The above graph shows the number of incorrect answers across the neurons per cycle. The first set corresponds to Liberation, the second to Harabara, the third Optimus then the fonts are replayed. Each font run is separated by 10 correct cycles used to determine convergence on that font.
The above graph shows number of correct and incorrect answers in total by font. L1 is the first run where Liberation is shown, O2 the second Optimus run etc.
By far the most important contribution this app has made to the trad4 architecture is the following (and it's so important it deserves it's own line, in bold italics):
Third-party libs are OK, as long as you keep them on the stack.
This app makes extensive use of the excellent libgd, a graphics library used here for converting from fonts to bit maps, and creating the animations. Libgd may or may not be thread-safe (in this case it writes to the filesystem so there will some limit on scalability), but it can be used in a multi-threaded environment as long as you know that any heap it uses will be cleaned up on exit from the calculate function. Apologies to anyone I might have scared off with my assertions in the v3.0 manual - this will be corrected shortly.
That being said, there are circumstances where keeping 3rd party code on the stack is not an option. Witness jpm_cds, where we are actually porting an existing application to the trad4 architecture. This discussion is beyond the scope of this document, but will be addressed in the all-new trad4v3.1 manual (forthcoming).
The calculate functions in this app call other user-supplied functions inside the calculate source files. The first is create_animation from monitor.c, which uses the classic:
void create_animation( obj_loc_t obj_loc, int id );
Which is discussed (perhaps rather vaguely) in the manual. The idea being if your function signatures are thus all the macros will work and you can carry on as normal.
The second case is save_weight_matrix from neuron.c, and this just passes the structure by pointer:
void save_weight_matrix( weight_matrix* weight_matrix, string filename );
In this case it's just the structure we need (and the filename), so it doesn't matter if the macros won't work. However, to de-reference the structure within that function you need to use the rather clumsy notation:
(*weight_matrix).row[1].col[3] = 6; // or whatever
And this is because a) the standard function signature is not used so the macros won't work, and b) there aren't any nice macros for the structures anyway. This will be addressed in the medium term.
One notable feature about the model presented above it that it makes no difference what order the pixels are presented to the neurons - were you to scramble all the images by remapping the pixels randomly but consistently, the model will still converge. This, it turns out, is a bad thing - it means there is no account taken of the context of each pixel, which is obviously very important. More work needs to be done in this area.
Another issue is that the fonts do not fill the weight matrix frames - they fill a central strip but are surrounded by neutral greyspace. There is scope for a lot more work here.

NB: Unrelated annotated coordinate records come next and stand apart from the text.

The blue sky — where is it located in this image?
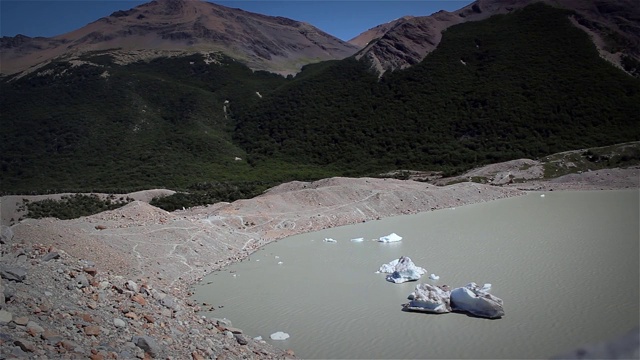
[0,0,471,40]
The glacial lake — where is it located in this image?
[194,190,640,359]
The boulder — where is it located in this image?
[378,256,427,284]
[0,266,27,282]
[0,225,13,244]
[378,233,402,243]
[451,282,504,319]
[131,336,161,358]
[404,284,451,314]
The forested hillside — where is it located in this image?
[235,4,640,175]
[0,4,640,195]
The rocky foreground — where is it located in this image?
[0,168,640,359]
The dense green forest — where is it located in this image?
[0,4,640,197]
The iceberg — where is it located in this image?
[451,282,504,319]
[378,233,402,243]
[404,284,451,314]
[378,256,427,284]
[269,331,289,340]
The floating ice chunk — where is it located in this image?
[451,282,504,319]
[405,284,451,314]
[378,259,400,274]
[269,331,289,340]
[378,233,402,242]
[378,256,427,284]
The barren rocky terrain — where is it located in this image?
[0,160,640,359]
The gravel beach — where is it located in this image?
[0,164,640,359]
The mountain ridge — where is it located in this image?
[349,0,640,75]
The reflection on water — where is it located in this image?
[195,190,640,359]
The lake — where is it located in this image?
[194,190,640,359]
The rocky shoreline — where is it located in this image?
[0,168,640,359]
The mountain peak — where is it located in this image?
[0,0,359,74]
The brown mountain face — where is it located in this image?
[349,0,640,75]
[0,0,360,75]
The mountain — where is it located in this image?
[0,0,359,75]
[349,0,640,75]
[234,2,640,175]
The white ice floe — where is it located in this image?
[270,331,289,340]
[405,284,451,314]
[378,233,402,242]
[451,282,504,319]
[378,256,427,284]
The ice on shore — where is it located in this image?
[269,331,289,340]
[451,282,504,319]
[378,233,402,243]
[378,256,427,284]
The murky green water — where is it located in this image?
[195,190,640,359]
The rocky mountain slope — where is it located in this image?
[0,0,359,75]
[350,0,640,74]
[0,164,640,359]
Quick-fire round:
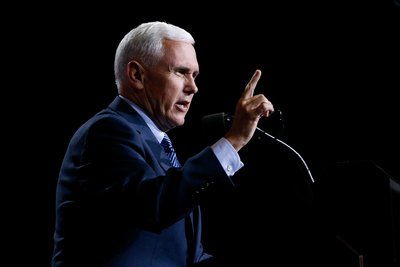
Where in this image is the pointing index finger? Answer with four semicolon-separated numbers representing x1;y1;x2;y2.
242;70;261;98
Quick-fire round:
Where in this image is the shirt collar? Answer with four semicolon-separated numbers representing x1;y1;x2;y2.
119;95;165;143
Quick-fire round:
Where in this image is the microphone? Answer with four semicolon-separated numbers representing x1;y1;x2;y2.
201;110;315;183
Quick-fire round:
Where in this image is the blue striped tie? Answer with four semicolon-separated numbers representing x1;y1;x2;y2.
161;134;181;168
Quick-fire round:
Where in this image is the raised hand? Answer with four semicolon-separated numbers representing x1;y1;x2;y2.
225;70;274;151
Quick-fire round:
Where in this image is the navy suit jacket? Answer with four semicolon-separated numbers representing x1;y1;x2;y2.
52;97;233;267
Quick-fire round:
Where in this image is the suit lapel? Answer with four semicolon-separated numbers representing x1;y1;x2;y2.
109;96;172;171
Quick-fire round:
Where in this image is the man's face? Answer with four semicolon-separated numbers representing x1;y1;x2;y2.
144;40;199;131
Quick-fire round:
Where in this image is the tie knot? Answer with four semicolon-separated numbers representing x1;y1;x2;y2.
161;134;181;167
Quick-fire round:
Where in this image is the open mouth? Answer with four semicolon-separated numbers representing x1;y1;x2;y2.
175;101;190;111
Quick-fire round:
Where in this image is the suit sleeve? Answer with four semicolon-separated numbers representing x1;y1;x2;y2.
61;116;233;231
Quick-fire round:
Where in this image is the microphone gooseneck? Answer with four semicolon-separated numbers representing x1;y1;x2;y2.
202;110;315;183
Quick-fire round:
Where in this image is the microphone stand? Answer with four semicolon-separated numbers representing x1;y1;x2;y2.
223;111;315;183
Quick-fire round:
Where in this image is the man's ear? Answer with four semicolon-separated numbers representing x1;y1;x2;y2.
126;60;144;89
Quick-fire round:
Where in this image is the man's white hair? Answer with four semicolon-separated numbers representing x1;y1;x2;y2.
114;21;195;88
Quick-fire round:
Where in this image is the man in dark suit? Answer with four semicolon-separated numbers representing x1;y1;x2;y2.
52;22;273;267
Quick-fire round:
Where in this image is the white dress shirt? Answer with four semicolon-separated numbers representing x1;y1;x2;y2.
119;95;243;176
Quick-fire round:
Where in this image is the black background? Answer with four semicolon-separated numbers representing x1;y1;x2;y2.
3;0;400;266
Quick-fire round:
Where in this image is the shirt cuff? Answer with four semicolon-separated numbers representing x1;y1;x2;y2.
211;137;244;176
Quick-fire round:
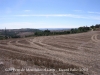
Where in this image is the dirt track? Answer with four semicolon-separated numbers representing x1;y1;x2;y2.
0;31;100;75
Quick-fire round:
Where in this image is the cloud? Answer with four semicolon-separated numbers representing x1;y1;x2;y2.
24;10;31;12
6;7;12;13
73;10;82;12
0;22;45;29
88;11;100;14
0;22;78;29
14;14;81;18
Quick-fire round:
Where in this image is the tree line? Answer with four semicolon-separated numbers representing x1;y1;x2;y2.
34;24;100;36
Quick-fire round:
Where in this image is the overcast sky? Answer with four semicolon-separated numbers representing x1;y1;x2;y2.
0;0;100;29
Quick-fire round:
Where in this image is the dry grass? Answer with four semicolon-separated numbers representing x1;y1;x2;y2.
0;31;100;75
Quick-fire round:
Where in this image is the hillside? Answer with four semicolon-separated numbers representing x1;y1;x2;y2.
0;31;100;75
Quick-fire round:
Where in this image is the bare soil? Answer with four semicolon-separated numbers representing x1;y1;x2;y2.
0;31;100;75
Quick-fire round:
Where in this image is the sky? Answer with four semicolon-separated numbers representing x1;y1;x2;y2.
0;0;100;29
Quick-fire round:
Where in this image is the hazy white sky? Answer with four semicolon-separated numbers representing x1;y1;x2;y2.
0;0;100;29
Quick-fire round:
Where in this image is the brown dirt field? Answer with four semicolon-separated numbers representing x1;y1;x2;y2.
0;31;100;75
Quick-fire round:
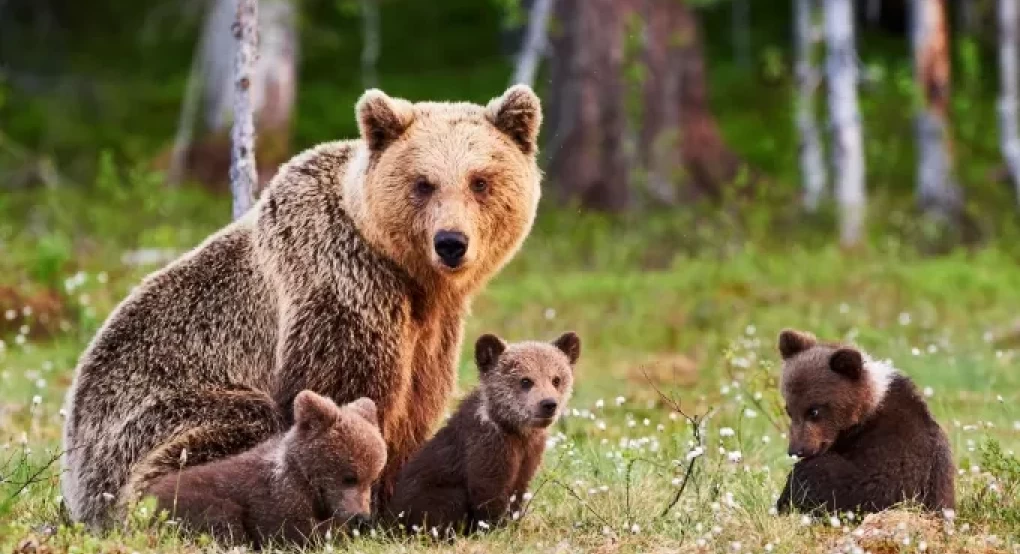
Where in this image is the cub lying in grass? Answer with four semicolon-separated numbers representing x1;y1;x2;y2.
776;330;955;512
148;391;387;547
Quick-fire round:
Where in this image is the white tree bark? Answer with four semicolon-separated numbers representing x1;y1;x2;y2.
794;0;826;212
912;0;961;219
824;0;866;247
999;0;1020;202
511;0;553;87
361;0;379;90
231;0;258;219
202;0;298;130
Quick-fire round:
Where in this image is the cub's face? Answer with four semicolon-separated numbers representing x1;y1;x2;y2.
779;331;871;458
288;391;387;524
356;86;542;288
474;333;580;429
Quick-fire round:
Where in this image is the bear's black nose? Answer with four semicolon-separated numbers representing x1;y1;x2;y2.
539;398;556;417
432;231;467;269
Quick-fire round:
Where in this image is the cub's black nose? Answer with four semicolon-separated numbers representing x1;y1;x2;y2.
539;398;557;417
432;231;467;269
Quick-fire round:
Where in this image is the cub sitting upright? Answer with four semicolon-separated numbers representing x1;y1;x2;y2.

Another important issue to note is selection bias - I picked these three fonts because I thought they would prove and test the model. There was a plan to allow the user to add any fonts as they chose, but this didn't make it into v1.0.

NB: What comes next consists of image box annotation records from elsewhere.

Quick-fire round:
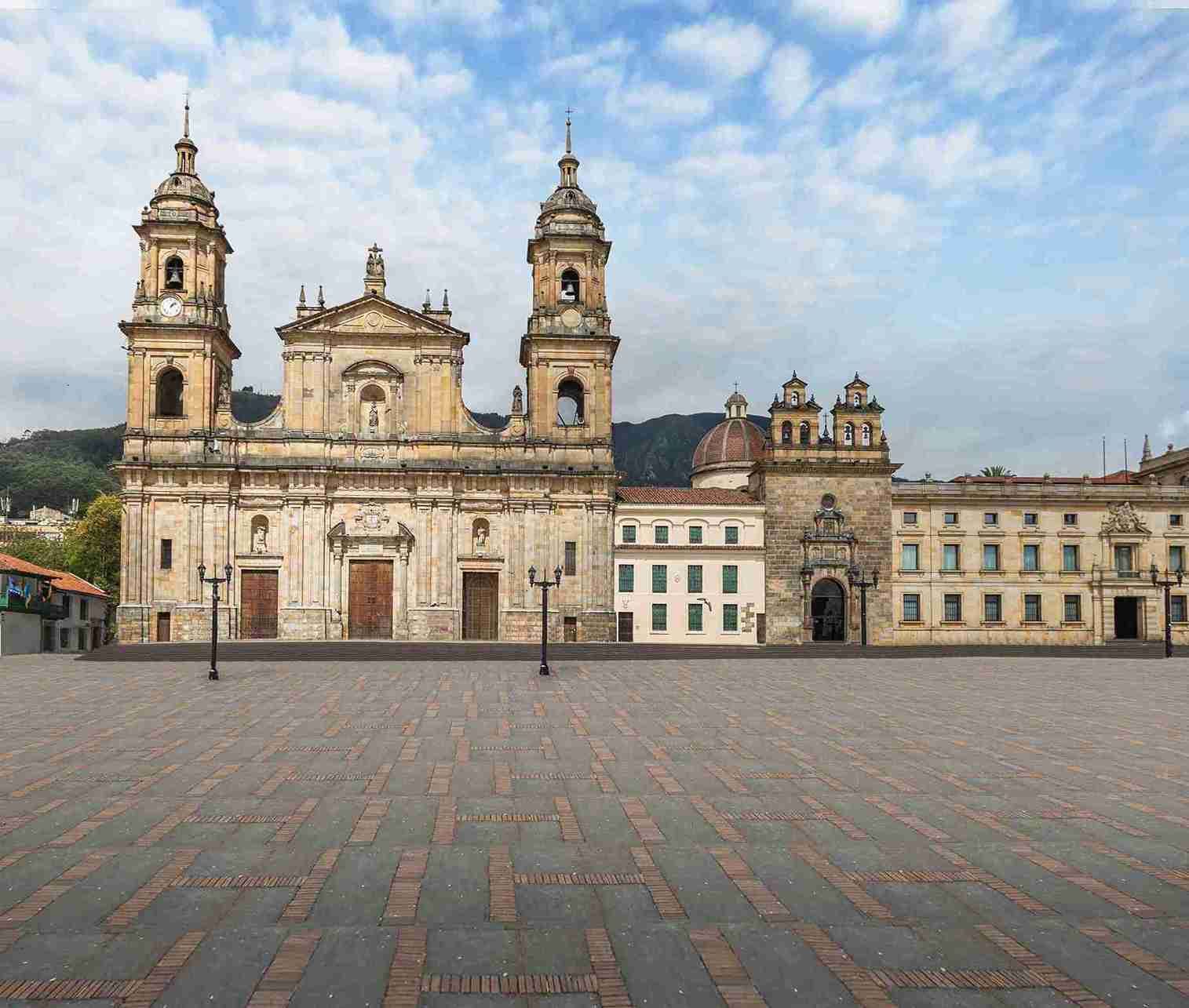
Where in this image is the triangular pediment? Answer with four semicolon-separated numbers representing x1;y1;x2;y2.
277;293;464;335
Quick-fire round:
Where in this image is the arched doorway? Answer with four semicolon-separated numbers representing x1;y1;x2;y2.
811;577;847;641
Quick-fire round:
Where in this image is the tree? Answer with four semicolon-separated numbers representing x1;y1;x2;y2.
65;493;122;598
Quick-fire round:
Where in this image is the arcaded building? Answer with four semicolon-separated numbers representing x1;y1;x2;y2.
115;111;619;641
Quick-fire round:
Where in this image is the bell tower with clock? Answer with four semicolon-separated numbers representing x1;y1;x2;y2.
520;115;619;453
120;100;239;442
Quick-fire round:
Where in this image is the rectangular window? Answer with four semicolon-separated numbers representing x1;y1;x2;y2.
1065;595;1082;623
982;595;1004;623
1169;595;1187;623
1023;595;1041;623
903;595;921;623
943;595;962;623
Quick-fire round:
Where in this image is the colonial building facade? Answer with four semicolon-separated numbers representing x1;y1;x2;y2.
115;109;618;641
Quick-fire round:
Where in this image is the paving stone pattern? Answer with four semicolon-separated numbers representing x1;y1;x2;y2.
0;655;1189;1008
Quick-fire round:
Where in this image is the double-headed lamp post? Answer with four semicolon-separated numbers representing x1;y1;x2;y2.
199;563;232;679
847;567;880;648
1148;562;1184;658
528;567;561;675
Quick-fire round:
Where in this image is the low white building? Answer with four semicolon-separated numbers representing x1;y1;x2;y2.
615;392;764;644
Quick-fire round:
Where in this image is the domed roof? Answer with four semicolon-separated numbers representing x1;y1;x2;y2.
693;416;764;472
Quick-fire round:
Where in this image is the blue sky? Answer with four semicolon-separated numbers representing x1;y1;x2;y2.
0;0;1189;477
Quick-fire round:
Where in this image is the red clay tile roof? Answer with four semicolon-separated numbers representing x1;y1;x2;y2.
616;486;760;505
693;417;764;468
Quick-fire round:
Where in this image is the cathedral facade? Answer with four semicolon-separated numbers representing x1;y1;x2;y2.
115;109;618;641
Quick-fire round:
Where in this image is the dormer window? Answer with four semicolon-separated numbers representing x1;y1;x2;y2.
561;268;582;304
166;256;184;290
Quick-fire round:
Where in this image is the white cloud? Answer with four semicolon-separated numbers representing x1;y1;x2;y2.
764;45;813;117
661;18;771;81
790;0;905;39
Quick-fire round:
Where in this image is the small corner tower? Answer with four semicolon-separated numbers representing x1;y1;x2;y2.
120;100;239;438
520;114;619;451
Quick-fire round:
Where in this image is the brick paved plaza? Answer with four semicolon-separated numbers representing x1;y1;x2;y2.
0;651;1189;1008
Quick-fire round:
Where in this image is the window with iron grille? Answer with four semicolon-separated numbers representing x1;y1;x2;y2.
1065;595;1082;623
1023;595;1041;623
943;595;962;623
903;595;921;623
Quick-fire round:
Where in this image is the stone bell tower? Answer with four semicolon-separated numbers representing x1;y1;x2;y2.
520;117;619;466
120;101;239;442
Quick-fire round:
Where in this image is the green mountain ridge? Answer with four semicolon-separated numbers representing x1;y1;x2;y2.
0;389;768;517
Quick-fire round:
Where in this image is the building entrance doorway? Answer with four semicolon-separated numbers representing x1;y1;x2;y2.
347;560;392;639
462;570;499;641
1115;598;1139;641
810;577;847;641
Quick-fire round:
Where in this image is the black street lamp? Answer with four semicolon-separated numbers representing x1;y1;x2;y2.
199;563;232;679
528;559;561;675
847;566;880;648
1148;562;1184;658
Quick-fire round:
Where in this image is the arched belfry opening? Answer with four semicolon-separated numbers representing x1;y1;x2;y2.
157;367;185;416
558;378;586;427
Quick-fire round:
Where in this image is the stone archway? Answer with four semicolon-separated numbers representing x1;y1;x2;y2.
810;577;847;642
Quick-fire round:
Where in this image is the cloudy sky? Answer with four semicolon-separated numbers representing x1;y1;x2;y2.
0;0;1189;477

Should you run the precompiler you'll see warnings about locally modified Makefiles. Like jpm_cds (though a different situation), this reflects a half-arsed approach to third party library integration in trad4 - another topic beyond the scope of this document. Ignore these warnings, unless you're adding objects, in which case you're looking at a manual merge - sorry.
To run the application:
1) Download and unpack the distribution
2) cd into trad4_v3_1_0/vision_thing:
3) Source vision_thing.conf:$ cd trad4_v3_1_0/vision_thing
4) Start vision_thing:vision_thing$ . ./vision_thing.conf
vision_thing$ vision_thing
To increase or decrease the number of threads used (the default is 4), set NUM_THREADS and re-start the application:
$ export NUM_THREADS=64 $ vision_thing
For a good introductory text on artificial neural networks see "Neural Computing: An Introduction" by R. Beale and T Jackson.